To avoid a split light effect, with one side of the face bright and the other very dark, I simply gestured to the monk to turn his face, ever so slightly, towards the light.

By doing so the light was able to wrap around (that’s the technical term) past his nose and, by pushing the shadows back, illuminate much of the darker side of his face.

You can see how side lighting has enhanced the shape of the monk’s head and brought out delicate textures on his face and robe.

 

Two young novice monks, lit by side light, standing on a verandah in a monastry in Myanmar.

A Candid Moment That’s Completed Created

This image of two novice monks was extremely hard to make. It’s an extremely deliberate, you might say highly posed, image.

It’s supposed to look totally natural but, in reality, every aspect of the image, including the expressions on the boys faces was created through the interactions between photographer and subjects.

Some might call the photo a fake. The fact is intervention and cooperation are at the heart of art. There’s so much more to this image than shutter speed, aperture and ISO.

It was an extremely bright and hot day. The verandah on which the photo was made offered relief from the heat and also put most of the monks into what’s referred to as open shade.

I asked one of the novices to turn towards the light and then to move his gaze so that, from the camera’s position, it looked like his pupils were in the centre of his eyes and that he was looking directly ahead.

Without that simple illusion the whites in his eyes would have dominated and the whole mood of the image would have changed.

I made the image with a medium format Hasselblad camera and 120 color negative film. The negative in question was scanned and the original color image rendered into black and white on the desktop.

The dynamic range of the scene was extremely high. I encouraged the novice in the front of the image to look towards the light so as to create a more even transition between the light on his face and the bright, out of focus courtyard he’s positioned against.

I believe that decision has overcome what would otherwise have been an unacceptably bright background.

 

What Would You Do?

It's an achievement to have the courage to approach a stranger and ask permission to make their photograph.
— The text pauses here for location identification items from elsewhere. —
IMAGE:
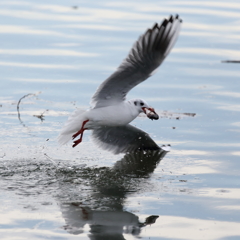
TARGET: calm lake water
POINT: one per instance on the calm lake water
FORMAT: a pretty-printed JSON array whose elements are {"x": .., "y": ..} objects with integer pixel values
[{"x": 59, "y": 52}]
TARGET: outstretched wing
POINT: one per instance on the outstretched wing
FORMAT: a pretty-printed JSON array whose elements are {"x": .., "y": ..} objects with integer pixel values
[
  {"x": 145, "y": 56},
  {"x": 123, "y": 139}
]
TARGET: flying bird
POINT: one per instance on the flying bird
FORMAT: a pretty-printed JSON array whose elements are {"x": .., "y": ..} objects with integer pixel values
[{"x": 110, "y": 112}]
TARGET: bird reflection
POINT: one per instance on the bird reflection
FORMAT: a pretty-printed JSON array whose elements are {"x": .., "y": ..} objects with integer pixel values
[{"x": 102, "y": 207}]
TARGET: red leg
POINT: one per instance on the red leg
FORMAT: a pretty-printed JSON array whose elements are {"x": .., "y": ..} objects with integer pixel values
[{"x": 80, "y": 132}]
Every time your subject says yes you have the opportunity to make a beautiful, life affirming photo.

That represents a win for all: the photographer, the subject and the viewer.

So why diminish your chances of success by not taking control of the situation and providing the necessary direction (e.g., please stand here, could you turn your head this way, etc) to make a truly compelling photo?

Is it a lack of confidence in your abilities as a photographer or fear of rejection that prevents you from taking control of the situation and controlling the quality of the image?

Great photographs are made by photographers who simply have no choice. They recognize the opportunity presented to them and are motivated by past experiences (likely failure as much as success) and the result they hope to achieve.

The alternative, to make a photo that is below standard, is simply not acceptable. Wouldn’t you agree?